Irma’s Starr’s artistic journey has been a trip back in time; she’s is a 17th century slip wear artist. While viewing the Nelson-Atkins Museum of Art’s famous Burnap Collection of ceramics, Irma fell in love with the slipwear mermaid on a plate, by English slipwear artist Ralph Toft, and has never looked back.
Irma Starr began her journey in 1963, when, as a mother of two and a senior at the Kansas City Art Institute (KCAI), she was given a life-changing assignment; go to the Nelson-Atkins, just across the street from KCAI, choose a piece of ceramic art and reproduce it. The rest is history. In 2002, she was commissioned by the Smithsonian Institute to create a 36-inch commemorative plate for the 30th Anniversary of the Renwick Gallery, where it is now hanging.

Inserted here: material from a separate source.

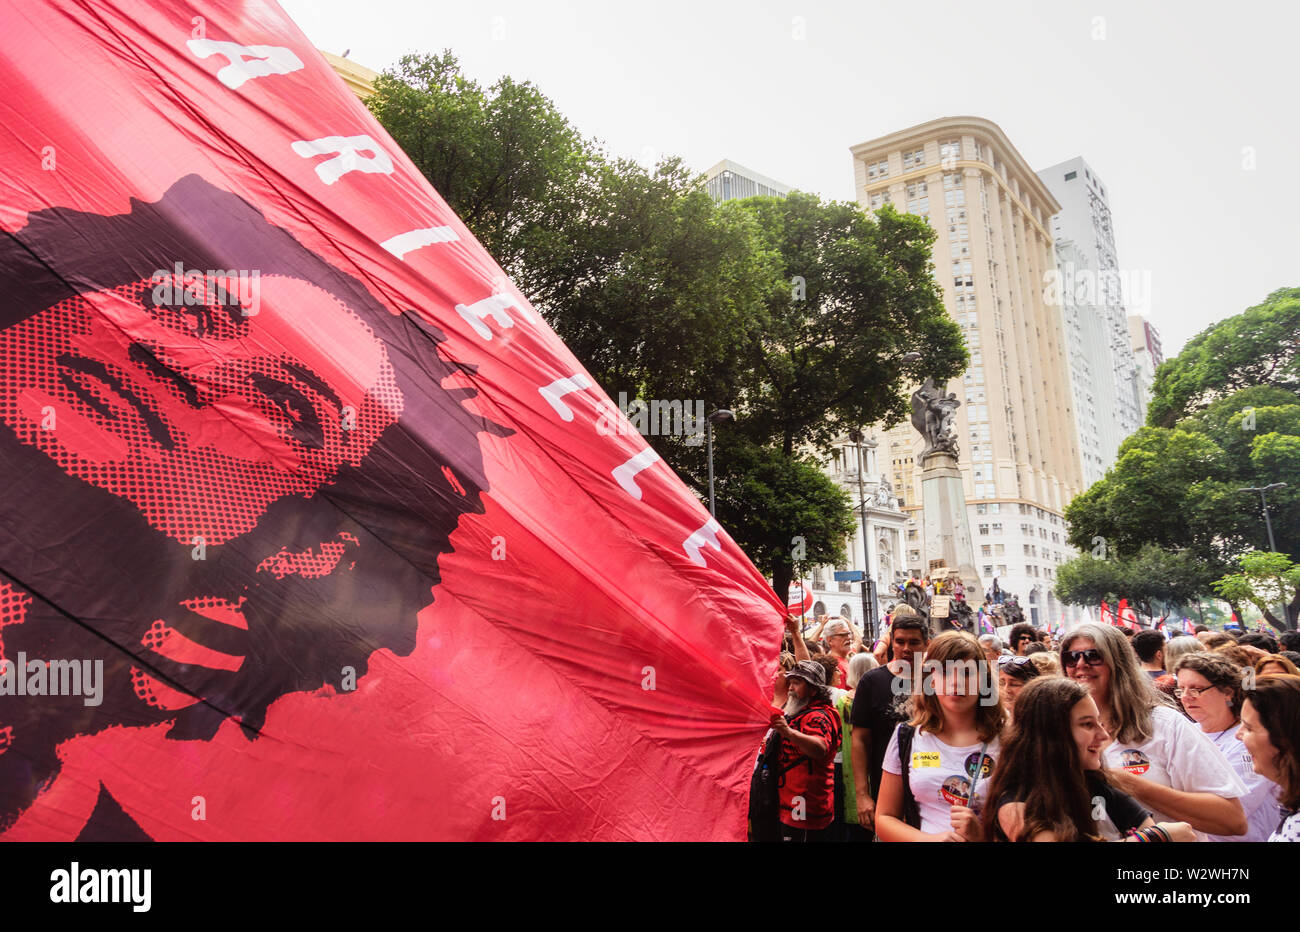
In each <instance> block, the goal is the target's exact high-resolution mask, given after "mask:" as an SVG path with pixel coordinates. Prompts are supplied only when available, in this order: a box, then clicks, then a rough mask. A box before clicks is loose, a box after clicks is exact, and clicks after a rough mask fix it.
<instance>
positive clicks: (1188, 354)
mask: <svg viewBox="0 0 1300 932" xmlns="http://www.w3.org/2000/svg"><path fill="white" fill-rule="evenodd" d="M1255 386H1270V387H1274V389H1281V390H1283V391H1288V393H1290V394H1291V395H1292V396H1294V398H1300V287H1296V289H1279V290H1277V291H1274V292H1273V294H1271V295H1269V296H1268V298H1266V299H1265V300H1264V303H1262V304H1257V305H1256V307H1252V308H1248V309H1247V311H1244V312H1243V313H1239V315H1236V316H1235V317H1229V318H1227V320H1223V321H1219V322H1218V324H1214V325H1213V326H1210V328H1206V329H1205V330H1203V331H1201V333H1199V334H1197V335H1196V337H1193V338H1192V339H1191V341H1188V342H1187V346H1184V347H1183V351H1182V352H1180V354H1179V355H1178V357H1177V359H1171V360H1169V361H1166V363H1165V364H1162V365H1161V367H1160V370H1158V372H1157V373H1156V382H1154V385H1153V386H1152V399H1151V406H1149V407H1148V408H1147V422H1148V424H1149V425H1152V426H1160V428H1171V426H1174V425H1175V424H1177V422H1178V421H1179V420H1182V419H1183V417H1187V416H1188V415H1192V413H1196V412H1197V411H1201V409H1204V408H1205V407H1208V406H1209V404H1212V403H1213V402H1214V400H1216V399H1219V398H1223V396H1226V395H1231V394H1232V393H1235V391H1240V390H1242V389H1251V387H1255Z"/></svg>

She is accomplished in all of the classic glazing techniques: combing, feathering, marbling, and slip-trailing. Starr has been commissioned by private connoisseurs, museums, companies, and the White House to create commemorative pieces.
Quick Facts About Irma Starr:
- Specializes in 17th-century English Slipware Pottery
- Works of art include commemorative plates, decorative ornaments, jewelry and figurines.
- In 2000 Hillary Clinton commissioned her to make a commemorative plate for the Clintons’ 25th wedding anniversary. She has also done ornaments for the White House Christmas tree
- In 2002, the Smithsonian’s Renwick Gallery of the National Museum of American Art commissioned her to create a commemorative plate for the Renwick’s 30th anniversary.
- Her work can be seen at leading museums around the nation, including the Nelson-Atkins Museum of Art and the National Museum of American Art.
- Her studio is based in Kansas City, MO.